Understanding CGL Coverage C: Medical Payments

In the world of commercial insurance, the Commercial General Liability (CGL) policy is structured into three primary coverage parts. While Coverage A addresses Bodily Injury and Property Damage and Coverage B covers Personal and Advertising Injury, Coverage C: Medical Payments serves a very specific and unique role. It is often referred to as 'goodwill' coverage because it allows for the payment of medical expenses for third parties without the need to establish legal liability or negligence on the part of the insured.

For students preparing for the complete General Liability exam guide, understanding the distinction between Coverage A and Coverage C is critical. Coverage C is designed to provide quick, relatively small payments to injured parties to prevent minor accidents from escalating into expensive lawsuits. If you are ready to test your knowledge, you can dive into practice General Liability questions.

The No-Fault Provision

The most significant characteristic of Coverage C is its no-fault nature. In standard liability insurance, an insurer typically only pays if the insured is legally responsible for the damages. However, under Coverage C, the insurer will pay for medical expenses regardless of who is at fault for the accident.

This 'no-fault' mechanism serves several purposes for a business owner:

  • Speed of Settlement: Expenses can be reimbursed quickly because there is no investigation into negligence.
  • Litigation Avoidance: By paying for a visitor's immediate medical needs (like an X-ray or stitches), the business can often avoid being sued for larger sums under Coverage A.
  • Goodwill: It demonstrates that the business cares about its customers' well-being, even if the accident was the customer's own fault.

Comparison: Coverage A vs. Coverage C

FeatureCoverage A (Bodily Injury)Coverage C (Medical Payments)
Fault Required?Yes, must be legally liableNo, pays regardless of fault
Common Limits$500,000 - $1,000,000+$5,000 - $10,000
TriggerLawsuit or legal claimIncurred medical expenses
Time LimitStatute of limitationsUsually 1 year from accident

Conditions for Coverage

To qualify for payment under Coverage C, the medical expenses must meet specific criteria defined within the CGL policy form. These conditions are frequent targets for exam questions:

  • Location: The accident must occur on the premises owned or rented by the insured, or on ways next to those premises.
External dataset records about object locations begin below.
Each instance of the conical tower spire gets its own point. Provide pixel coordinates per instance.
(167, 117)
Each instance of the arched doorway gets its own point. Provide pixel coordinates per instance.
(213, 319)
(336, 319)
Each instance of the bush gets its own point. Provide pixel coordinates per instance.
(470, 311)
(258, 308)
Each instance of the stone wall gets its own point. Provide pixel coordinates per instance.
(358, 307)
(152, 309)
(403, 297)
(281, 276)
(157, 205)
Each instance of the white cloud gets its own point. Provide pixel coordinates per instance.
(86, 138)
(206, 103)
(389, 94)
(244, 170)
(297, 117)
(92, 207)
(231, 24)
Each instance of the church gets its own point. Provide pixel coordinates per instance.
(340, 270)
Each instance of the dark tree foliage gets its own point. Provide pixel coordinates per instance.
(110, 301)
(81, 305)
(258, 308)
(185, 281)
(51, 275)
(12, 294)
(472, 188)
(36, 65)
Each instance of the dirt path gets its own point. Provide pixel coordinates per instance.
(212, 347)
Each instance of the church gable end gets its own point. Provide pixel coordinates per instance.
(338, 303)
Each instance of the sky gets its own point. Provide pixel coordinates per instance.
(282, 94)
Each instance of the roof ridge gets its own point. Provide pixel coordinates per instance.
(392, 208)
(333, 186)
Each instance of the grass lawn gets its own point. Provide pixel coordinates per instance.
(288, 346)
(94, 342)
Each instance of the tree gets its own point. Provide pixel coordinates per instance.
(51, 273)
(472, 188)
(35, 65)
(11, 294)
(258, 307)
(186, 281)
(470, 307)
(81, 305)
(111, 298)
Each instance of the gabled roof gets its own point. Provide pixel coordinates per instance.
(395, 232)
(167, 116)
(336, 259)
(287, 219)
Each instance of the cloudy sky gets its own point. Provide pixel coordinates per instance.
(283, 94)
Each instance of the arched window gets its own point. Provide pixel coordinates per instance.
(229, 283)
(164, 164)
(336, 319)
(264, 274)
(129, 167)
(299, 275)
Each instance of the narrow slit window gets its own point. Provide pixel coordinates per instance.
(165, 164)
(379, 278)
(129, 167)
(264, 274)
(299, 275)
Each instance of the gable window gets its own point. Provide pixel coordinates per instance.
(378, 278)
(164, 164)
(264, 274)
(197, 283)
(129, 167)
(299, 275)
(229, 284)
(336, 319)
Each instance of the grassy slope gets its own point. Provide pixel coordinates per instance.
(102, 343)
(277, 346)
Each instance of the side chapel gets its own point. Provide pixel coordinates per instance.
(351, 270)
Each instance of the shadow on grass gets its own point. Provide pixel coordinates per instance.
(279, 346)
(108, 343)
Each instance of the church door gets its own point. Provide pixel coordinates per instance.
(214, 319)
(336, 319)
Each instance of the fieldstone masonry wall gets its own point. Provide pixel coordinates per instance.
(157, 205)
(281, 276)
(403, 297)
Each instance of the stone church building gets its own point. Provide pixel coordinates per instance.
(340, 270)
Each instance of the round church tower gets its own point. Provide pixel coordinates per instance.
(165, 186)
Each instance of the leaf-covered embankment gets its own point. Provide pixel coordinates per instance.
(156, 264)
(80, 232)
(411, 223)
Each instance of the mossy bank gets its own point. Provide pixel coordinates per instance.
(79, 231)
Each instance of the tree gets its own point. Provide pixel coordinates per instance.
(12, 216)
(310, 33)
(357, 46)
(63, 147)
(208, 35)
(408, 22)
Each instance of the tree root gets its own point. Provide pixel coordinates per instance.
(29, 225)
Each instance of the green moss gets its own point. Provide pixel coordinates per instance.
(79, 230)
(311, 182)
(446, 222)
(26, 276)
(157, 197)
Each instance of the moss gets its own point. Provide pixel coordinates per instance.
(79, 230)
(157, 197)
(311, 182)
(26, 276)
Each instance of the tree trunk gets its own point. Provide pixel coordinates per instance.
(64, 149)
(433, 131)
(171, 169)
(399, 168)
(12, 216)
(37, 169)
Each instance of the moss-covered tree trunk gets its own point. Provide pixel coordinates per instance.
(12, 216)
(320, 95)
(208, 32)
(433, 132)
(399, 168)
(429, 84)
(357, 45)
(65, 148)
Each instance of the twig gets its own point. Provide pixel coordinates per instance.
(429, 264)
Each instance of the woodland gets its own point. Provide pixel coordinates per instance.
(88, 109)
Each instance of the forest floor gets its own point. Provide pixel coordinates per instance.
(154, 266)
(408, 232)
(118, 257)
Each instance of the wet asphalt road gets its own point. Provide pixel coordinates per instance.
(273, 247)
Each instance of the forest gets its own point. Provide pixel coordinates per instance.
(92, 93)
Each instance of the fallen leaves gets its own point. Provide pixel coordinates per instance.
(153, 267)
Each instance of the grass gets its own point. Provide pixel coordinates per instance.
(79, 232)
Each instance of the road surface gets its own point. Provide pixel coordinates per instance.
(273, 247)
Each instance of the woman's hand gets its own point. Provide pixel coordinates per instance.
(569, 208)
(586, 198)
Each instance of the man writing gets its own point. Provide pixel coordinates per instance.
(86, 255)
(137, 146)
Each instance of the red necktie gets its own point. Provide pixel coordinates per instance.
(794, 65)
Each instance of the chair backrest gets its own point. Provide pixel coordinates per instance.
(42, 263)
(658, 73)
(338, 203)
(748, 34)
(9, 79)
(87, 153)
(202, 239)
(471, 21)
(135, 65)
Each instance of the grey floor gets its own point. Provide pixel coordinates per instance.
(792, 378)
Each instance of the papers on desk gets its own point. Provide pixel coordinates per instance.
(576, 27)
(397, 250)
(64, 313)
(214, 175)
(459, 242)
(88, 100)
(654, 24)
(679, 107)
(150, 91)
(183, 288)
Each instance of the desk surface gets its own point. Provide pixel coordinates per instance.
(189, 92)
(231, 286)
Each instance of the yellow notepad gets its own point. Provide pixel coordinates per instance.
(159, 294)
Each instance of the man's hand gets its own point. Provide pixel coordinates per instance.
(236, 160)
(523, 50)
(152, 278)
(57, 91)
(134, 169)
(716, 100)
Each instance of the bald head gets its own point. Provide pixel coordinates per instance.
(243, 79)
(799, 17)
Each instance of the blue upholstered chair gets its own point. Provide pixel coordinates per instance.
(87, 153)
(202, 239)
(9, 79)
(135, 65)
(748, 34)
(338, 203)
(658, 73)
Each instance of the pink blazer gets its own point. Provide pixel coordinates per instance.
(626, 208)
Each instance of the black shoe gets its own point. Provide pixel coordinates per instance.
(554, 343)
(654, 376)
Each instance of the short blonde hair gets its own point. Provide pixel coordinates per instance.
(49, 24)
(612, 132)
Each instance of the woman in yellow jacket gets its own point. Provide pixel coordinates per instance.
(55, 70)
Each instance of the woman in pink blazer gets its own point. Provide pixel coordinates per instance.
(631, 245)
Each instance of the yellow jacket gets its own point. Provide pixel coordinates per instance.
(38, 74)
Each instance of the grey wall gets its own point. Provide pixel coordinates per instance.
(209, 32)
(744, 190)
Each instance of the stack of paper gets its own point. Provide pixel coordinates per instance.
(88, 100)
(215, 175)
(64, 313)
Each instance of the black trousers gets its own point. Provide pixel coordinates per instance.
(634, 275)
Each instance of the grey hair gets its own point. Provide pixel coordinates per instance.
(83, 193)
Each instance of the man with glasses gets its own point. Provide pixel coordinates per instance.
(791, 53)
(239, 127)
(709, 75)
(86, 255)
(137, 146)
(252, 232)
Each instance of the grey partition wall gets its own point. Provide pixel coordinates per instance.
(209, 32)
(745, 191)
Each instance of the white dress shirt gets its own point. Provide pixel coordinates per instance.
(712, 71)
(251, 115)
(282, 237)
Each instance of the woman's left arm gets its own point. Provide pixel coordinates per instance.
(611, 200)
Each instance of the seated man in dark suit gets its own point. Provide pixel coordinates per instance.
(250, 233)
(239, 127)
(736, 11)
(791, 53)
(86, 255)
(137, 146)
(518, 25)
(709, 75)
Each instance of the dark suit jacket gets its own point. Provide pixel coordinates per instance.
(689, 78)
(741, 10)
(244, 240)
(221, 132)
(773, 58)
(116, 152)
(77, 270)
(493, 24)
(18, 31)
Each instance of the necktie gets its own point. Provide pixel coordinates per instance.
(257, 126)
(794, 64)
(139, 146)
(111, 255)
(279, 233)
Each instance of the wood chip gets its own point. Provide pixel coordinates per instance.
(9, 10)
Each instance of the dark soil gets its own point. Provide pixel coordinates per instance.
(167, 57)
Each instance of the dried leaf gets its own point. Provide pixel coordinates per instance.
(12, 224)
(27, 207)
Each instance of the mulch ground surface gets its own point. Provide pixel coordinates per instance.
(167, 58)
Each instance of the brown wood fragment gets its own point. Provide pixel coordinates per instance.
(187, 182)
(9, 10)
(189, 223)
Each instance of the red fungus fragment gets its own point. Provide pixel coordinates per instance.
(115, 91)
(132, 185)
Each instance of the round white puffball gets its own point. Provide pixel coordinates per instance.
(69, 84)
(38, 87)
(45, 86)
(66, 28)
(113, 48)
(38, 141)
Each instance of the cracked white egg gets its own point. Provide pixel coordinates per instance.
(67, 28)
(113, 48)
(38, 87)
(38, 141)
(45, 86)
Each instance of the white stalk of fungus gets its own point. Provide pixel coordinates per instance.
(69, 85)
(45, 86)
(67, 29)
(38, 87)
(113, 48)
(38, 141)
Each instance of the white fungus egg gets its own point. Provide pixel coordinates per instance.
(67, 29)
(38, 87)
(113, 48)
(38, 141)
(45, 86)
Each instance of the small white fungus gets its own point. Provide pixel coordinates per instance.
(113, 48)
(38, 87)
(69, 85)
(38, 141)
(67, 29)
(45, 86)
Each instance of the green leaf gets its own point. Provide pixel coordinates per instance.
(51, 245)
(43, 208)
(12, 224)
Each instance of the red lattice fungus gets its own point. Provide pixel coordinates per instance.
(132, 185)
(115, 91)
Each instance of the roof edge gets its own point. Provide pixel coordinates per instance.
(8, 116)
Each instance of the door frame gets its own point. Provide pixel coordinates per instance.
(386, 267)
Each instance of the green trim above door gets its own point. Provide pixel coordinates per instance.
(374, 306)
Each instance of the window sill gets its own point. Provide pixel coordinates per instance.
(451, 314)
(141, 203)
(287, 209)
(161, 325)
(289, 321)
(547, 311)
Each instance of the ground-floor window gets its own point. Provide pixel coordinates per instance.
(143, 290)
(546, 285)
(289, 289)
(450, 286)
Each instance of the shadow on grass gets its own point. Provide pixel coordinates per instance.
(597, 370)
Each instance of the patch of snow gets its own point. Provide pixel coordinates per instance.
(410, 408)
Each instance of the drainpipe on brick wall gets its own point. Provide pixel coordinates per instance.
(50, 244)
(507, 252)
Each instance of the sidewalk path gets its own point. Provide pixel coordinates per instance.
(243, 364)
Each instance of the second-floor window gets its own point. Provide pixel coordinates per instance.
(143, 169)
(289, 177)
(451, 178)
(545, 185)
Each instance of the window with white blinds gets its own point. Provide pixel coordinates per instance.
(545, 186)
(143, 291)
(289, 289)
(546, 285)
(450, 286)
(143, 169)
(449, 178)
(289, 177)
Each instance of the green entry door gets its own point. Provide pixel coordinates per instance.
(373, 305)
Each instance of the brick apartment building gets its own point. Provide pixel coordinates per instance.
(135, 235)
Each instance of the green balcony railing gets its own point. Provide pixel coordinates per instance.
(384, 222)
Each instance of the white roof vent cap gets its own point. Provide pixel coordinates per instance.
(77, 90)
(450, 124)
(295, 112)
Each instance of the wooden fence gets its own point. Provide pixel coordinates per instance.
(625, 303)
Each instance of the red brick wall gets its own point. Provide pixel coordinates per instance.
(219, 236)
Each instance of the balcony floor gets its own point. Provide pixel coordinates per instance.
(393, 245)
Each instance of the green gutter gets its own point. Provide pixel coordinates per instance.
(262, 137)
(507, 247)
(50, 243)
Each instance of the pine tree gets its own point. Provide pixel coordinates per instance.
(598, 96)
Alternatively, it can occur because of the insured's operations.
  • Type of Expenses: Eligible costs include first aid administered at the time of the accident, medical, surgical, X-ray, and dental services, prosthetic devices, and necessary ambulance, hospital, professional nursing, and funeral services.
  • Timeframe: Expenses must be incurred and reported to the insurer within one year of the date of the accident.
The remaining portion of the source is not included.